A data store is a repository for persistently storing and managing collections of data which include not just repositories such as databases, but also simpler store types such as simple files, metadata, models, etc.

Requirements class which has a direct dependency on another requirements class.

Authoritative data and models that have been curated and stored in a CDB repository. Foundation data uses known and agreed to controlled vocabularies for attribution, has been curated based on the requirements as stated in the CDB standard or some other authoritative source, and supported by required metadata.

For example, as per the CDB 1.3 Standard (and industry best practice), a road network (RoadNetwork dataset in CDB 1.3) could be considered as foundation data. In CDB 1.3, there are a set of requirements associated with how the roads data are structured and attributed and stored in a CDB repository. The specification of any foundation data layer (such as RoadNetwork) at the logical model level can be 100% independent from the storage environment, end user use case(s), and so on while at the same time also having the requirements based on industry knowledge and use case requirements.

Any CDB 2.X foundation data requirements should not mention the actual storage structure, enabling software, storage formats, tiling structure, and so forth.
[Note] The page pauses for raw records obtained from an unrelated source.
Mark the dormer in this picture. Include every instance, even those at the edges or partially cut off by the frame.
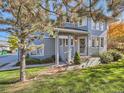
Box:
[78,16,88,27]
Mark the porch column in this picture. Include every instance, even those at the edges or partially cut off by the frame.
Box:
[55,33,59,65]
[68,35,71,64]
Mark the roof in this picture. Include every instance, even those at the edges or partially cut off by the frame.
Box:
[55,28,89,34]
[91,31,105,36]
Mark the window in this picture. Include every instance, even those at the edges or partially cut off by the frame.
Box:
[65,39,68,45]
[101,37,104,47]
[96,22,100,30]
[78,19,82,26]
[96,37,100,47]
[66,18,70,22]
[92,37,100,47]
[100,22,104,31]
[92,38,95,47]
[63,39,66,46]
[31,48,44,56]
[71,39,74,45]
[59,39,62,46]
[91,20,96,29]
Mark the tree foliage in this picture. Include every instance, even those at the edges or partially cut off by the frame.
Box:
[108,22,124,50]
[8,36,18,50]
[0,0,120,81]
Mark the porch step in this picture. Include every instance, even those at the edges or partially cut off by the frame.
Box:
[81,57,100,68]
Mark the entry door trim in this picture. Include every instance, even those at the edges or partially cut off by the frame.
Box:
[78,37,87,55]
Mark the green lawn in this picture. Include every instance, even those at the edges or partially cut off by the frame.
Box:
[0,60,124,93]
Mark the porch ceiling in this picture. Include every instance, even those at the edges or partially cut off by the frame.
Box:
[55,28,89,35]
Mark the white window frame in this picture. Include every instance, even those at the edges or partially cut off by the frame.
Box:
[100,37,105,47]
[31,48,44,56]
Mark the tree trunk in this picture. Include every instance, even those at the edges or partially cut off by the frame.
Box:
[20,49,26,82]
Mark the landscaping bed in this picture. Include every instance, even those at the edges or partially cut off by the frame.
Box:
[15,57,55,66]
[0,59,124,93]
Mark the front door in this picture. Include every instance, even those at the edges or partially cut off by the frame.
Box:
[79,38,86,55]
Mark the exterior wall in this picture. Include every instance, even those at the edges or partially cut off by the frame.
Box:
[32,17,107,61]
[89,31,107,56]
[88,17,107,56]
[31,38,55,59]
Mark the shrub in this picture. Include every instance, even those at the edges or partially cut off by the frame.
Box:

Specification or standard consisting of a set of references to one or more base standards and/or other profiles, and the identification of any chosen conformance test classes, conforming subsets, options and parameters of those base standards, or profiles necessary to accomplish a particular function. [ISO/IEC TR 10000-1] In the usage of this standard, a profile will be a set of or extensions to requirements classes or conformance classes (either preexisting or locally defined) of the base standards.

In the CDB 2.0 Standard and later, the requirements and any related extensions are based on the use cases and interoperability requirements of a specific domain or information community. Some example Profiles are could be for tactical training, for gaming, and for flight simulation. All of these and any other defined profiles shall implement and be consistent with conformance classes as defined in the CDB Core Standard.

entity to which some requirements of a standard apply. (The Specification Model — A Standard for Modular specifications)

For the CDB Standard, the standardization target for the core would be any extension, application profile and implementation of a CDB data store conformant with the core. So, for example, the standardization target for an extension would be the core conformance class. Specifically, every requirements class in a standard shall have a standardization target type which is a subtype of that of the core and shall have the core as a direct dependency.

The CDB standard makes use of namespaces to isolate the definitions of required schemas. The name of these namespaces is built around the base CDB URL.

The following is in reference to how global metadata, vocabularies, and enumerations are provided as part of the CDB Standard on the OGC website. These schemas can be used as the source to populate the global metadata folder in a CDB datastore.

The target namespace of all CDB schemas for vocabularies and enumerations follow this pattern:

"http://opengis.net/cdb/Version/Name

Where the Name is identical to the filename or URI portion of the file containing the schema and Version is the version number of the schema.

To illustrate how a target namespace/URI is composed, here is the target namespace for the Lights vocabulary provided as XML schema:

"http://opengis.net/cdb/2.0/Lights.xml"

Controlled vocabularies provide a way to organize knowledge for subsequent retrieval and use. They are used in subject indexing schemes, subject headings, thesauri, taxonomies and other forms of knowledge organization systems. Controlled vocabulary schemes mandate the use of predefined, authorized terms that have been preselected by the designers of the schemes, in contrast to natural language vocabularies, which have no such restriction. The use of controlled vocabularies in standards such as CDB can significantly increase interoperability and consistent understanding of the semantics. Controlled vocabularies typically are managed through formal processes and official governance.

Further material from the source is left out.